Когда Португалия отделилась от Испании (1640), Ватикан долгое время не признавал независимости Португалии и не да­вал канонической санкции ее епископам. В результате этого в Португалии почти исчез «законный епископат» и церковные земли были отданы офицерам и государственным служащим. «Не только правительство, но вся страна и даже местное духо­венство, материально зависимое от королевской власти, потеря­ли прежнюю преданность Риму» [161а, с. 265].

Ватикан, со своей стороны, делал все от него зависящее, для того чтобы полностью подчинить церковь своему контролю и ослабить влияние Мадрида и Лиссабона на миссионерское движение в заморских странах. Первый секретарь Пропаганды Франческо Инголи настаивал на том, чтобы «миссионерская ра­бота была освобождена от тех пут, в которых ее держат Испа­ния и Португалия». Он требовал создания гораздо большего числа епископств и полного подчинения епископов Риму [350, с. 179].

При португальском короле Жуане V засилье клерикалов, иезуитов и инквизиции достигло кульминационной точки. Король лично присутствовал на всех аутодафе, расходовал боль­шую часть государственных средств на строительство церквей и монастырей и учредил при дворе должность иезуита-патриар­ха, который был поставлен выше примаса португальской церк­ви [161а, с. 2751.

Себастьян Карвалью (в 1770 г. принял титул маркиза де Помбал), став в 1750 г. премьер-министром Португалии, пы­тался приспособить механизм государственного управления к потребностям пробивающего себе дорогу капиталистического развития. Положив в основу своей деятельности идею необхо­димости освободить Португалию от засилья клерикализма и усилить авторитет светской королевской власти, Помбал начал решительную борьбу против Ордена Иисуса. «Среди иезуи­тов, — писал Помбал, — нет почти ни одного человека, который был бы похож па представителя духовенства; все они купцы предосудительного вида, политические интриганы низшего по­шиба, дерзкие солдаты, проявляющие свою храбрость в отно­шении безвольных и угнетаемых ими рабов, мелочные тираны, преступления которых заставляют забыть о самых кровавых событиях, имевших место на протяжении десятка веков» [там же, с. 276].

Воспользовавшись покушением на короля в 1758 г., Помбал обвинил в нем иезуитов и в следующем году запретил Орден Иисуса в Португалии и ее владениях. Все иезуиты были схва­чены, посажены на суда и отправлены в папскую область, а через год все движимое и недвижимое имущество ордена было конфисковано. Более того, инквизиционный трибунал пригово­рил к сожжению одного из влиятельнейших иезуитов — патера Малагриду, обвиненного в заговоре против короля. Помбал про­вел ряд других реформ, поднявших международный престиж Португалии, укрепивших ее экономику, финансы, армию и флот.

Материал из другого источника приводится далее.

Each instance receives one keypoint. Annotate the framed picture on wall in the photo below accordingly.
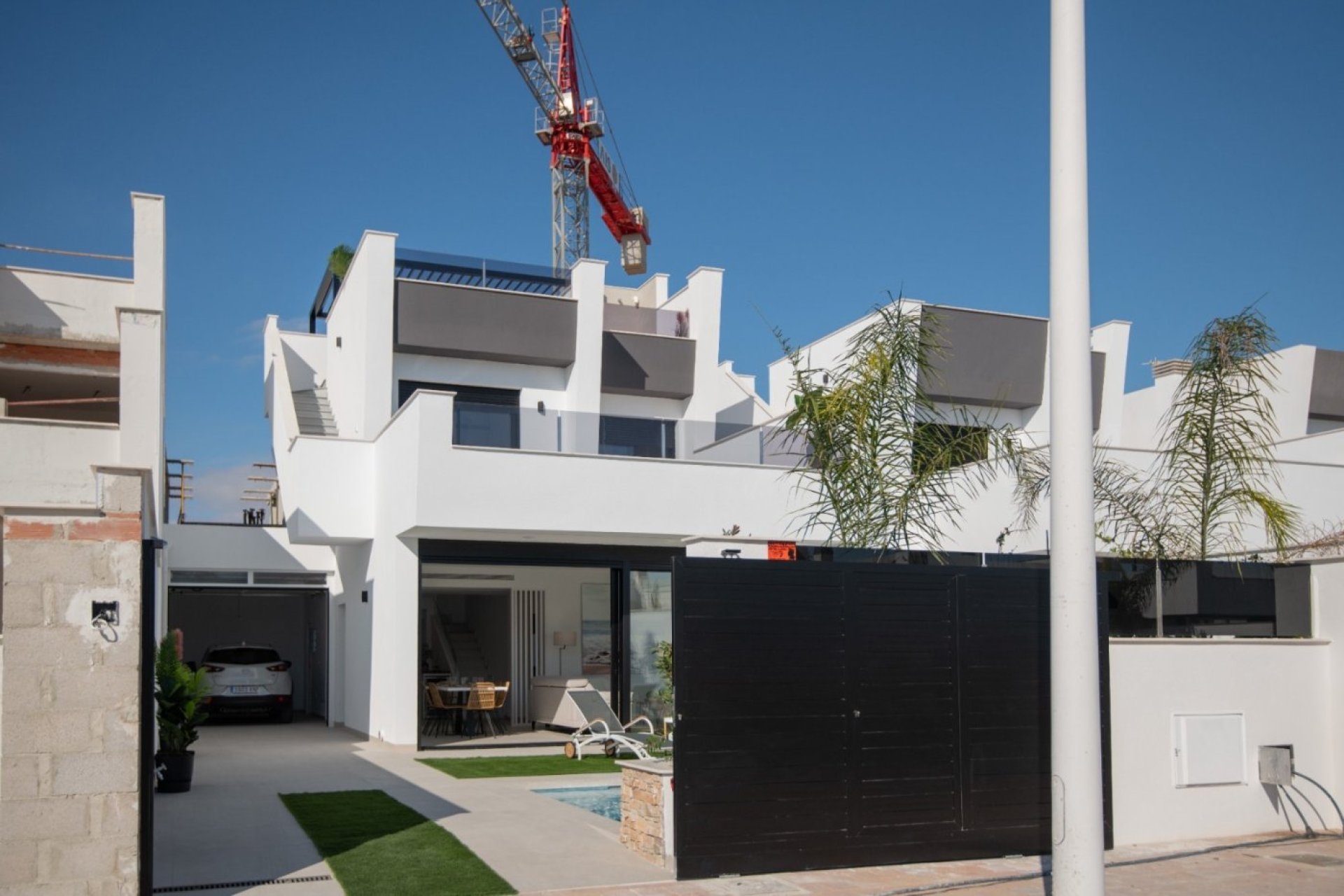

Реформаторская деятельность Помбала, как и следовало ожидать, вызвала недовольство значительной части правящих кругов Португалии. В 1777 г. Помбал получил отставку и был предан суду по обвинению в злоупотреблении властью.

Социальные функции католической церкви вообще и иезуит­ских и других миссий в частности в процессе колонизации были с самого начала вполне определенны. Они состояли в том, чтобы, с одной стороны, давать религиозную санкцию насилиям и зверствам, совершавшимся колонизаторами, а с другой — путем идеологического воздействия парализовать сопротивление масс коренного населения, «обращать» их в рабов и включать их в механизм рабовладельческой и феодальной эксплуатации. Эту роль церкви отлично понимал еще Монтескье, который писал: «Религия дает тем, кто ее исповедует, право обращать в рабст­во тех, кто ее не исповедует, для того чтобы ее легче было рас­пространять. В этом-то мнении разрушители Америки и нахо­дили поддержку своим преступлениям. На этой-то мысли они и основали право, в силу которого обратили в рабство столько пародов; ибо эти разбойники, которые непременно хотели быть одновременно и разбойниками и христианами, были очень ре­лигиозны» [26, с. 364].

Известный ангольский общественный деятель и ученый Марио де Андраде писал: «В ходе всей португальской колонизации католическая церковь играла негативную роль. Она была... по­мощницей в колонизации... В период активной фазы колониза­ции миссионеры были духовными двойниками губернатора, ад­министратора, местных властей».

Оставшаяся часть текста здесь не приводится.